Quote Originally Posted by Dan Druff View Post
Quote Originally Posted by MumblesBadly View Post

And that conjecture was thoroughly investigated by the Boston Globe and found to be not supported by the evidence.

Ethnicity not a factor in Elizabeth Warren’s rise in law
https://www.bostonglobe.com/news/nat...O0K/story.html

In the most exhaustive review undertaken of Elizabeth Warren’s professional history, the Globe found clear evidence, in documents and interviews, that her claim to Native American ethnicity was never considered by the Harvard Law faculty, which voted resoundingly to hire her, or by those who hired her to four prior positions at other law schools. At every step of her remarkable rise in the legal profession, the people responsible for hiring her saw her as a white woman.

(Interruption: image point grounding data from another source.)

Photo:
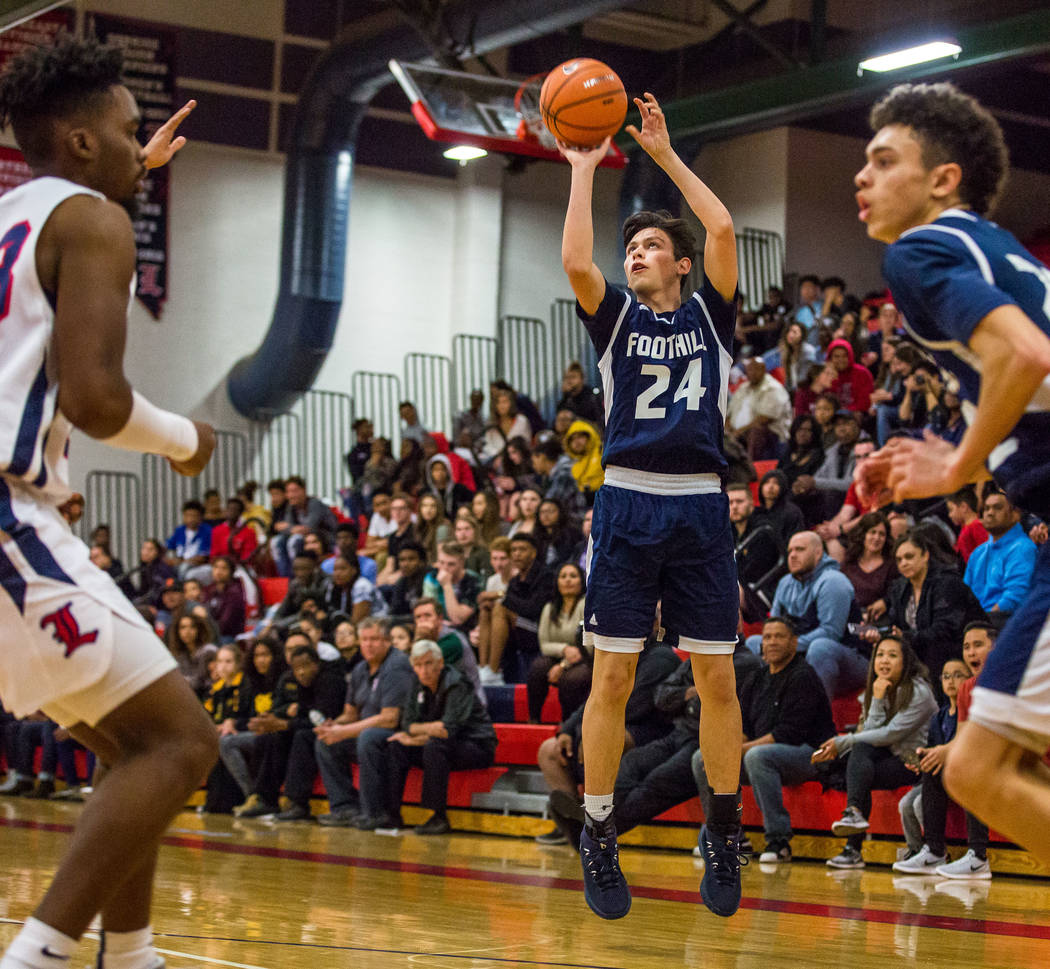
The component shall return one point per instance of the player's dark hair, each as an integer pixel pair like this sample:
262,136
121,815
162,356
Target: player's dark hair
42,84
951,126
680,233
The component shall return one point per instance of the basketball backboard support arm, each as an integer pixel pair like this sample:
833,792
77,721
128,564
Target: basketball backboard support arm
494,113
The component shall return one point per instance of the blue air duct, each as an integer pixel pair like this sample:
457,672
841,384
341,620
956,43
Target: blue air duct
318,178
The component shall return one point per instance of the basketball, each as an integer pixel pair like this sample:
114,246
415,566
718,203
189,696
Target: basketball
582,102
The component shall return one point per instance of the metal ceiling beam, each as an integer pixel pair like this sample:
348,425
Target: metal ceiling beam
822,88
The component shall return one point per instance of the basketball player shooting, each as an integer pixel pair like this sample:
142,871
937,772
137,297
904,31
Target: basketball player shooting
72,645
660,529
977,300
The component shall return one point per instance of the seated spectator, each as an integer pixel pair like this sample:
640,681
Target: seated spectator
792,355
817,597
928,605
150,575
434,525
444,728
963,513
563,661
785,714
403,533
896,711
578,396
455,587
190,543
470,421
440,484
300,513
555,481
348,592
264,666
515,618
235,536
377,690
868,562
485,508
926,835
583,444
776,508
758,557
853,383
310,690
504,424
804,454
759,413
466,531
225,599
1000,571
408,589
560,758
189,644
655,777
559,535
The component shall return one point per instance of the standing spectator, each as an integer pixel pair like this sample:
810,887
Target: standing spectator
579,397
411,427
785,716
963,513
444,728
225,599
563,661
1001,570
377,690
190,543
818,598
235,536
759,413
898,704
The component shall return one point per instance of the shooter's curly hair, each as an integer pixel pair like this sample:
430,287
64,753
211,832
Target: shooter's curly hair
46,83
951,126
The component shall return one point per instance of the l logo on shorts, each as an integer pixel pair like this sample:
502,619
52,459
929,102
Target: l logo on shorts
67,629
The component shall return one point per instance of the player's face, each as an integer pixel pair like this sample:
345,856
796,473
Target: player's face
895,189
120,168
650,265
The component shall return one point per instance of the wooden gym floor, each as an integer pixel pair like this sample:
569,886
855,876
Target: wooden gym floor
300,897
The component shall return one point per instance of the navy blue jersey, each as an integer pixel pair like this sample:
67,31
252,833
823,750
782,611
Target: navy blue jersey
666,380
946,277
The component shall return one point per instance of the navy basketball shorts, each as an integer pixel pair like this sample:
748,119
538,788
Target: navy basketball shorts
673,549
1012,695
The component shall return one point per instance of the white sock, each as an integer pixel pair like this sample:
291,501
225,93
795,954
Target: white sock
128,950
38,946
599,806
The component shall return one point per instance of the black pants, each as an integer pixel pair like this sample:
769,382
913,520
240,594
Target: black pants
573,687
438,758
654,778
873,769
935,819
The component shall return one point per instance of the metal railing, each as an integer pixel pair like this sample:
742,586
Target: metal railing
114,499
428,385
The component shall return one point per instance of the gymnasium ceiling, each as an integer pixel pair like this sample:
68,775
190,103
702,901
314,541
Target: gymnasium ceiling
729,66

The Globe examined hundreds of documents, many of them never before available, and reached out to all 52 of the law professors who are still living and were eligible to be in that Pound Hall room at Harvard Law School. Some are Warren’s allies. Others are not. Thirty-one agreed to talk to the Globe — including the law professor who was, at the time, in charge of recruiting minority faculty. Most said they were unaware of her claims to Native American heritage and all but one of the 31 said those claims were not discussed as part of her hire. One professor told the Globe he is unsure whether her heritage came up, but is certain that, if it did, it had no bearing on his vote on Warren’s appointment.
Bottom line: She never used her Native American heritage to further her career.
You keep repeating the same thing over and over, ignoring the point we are raising.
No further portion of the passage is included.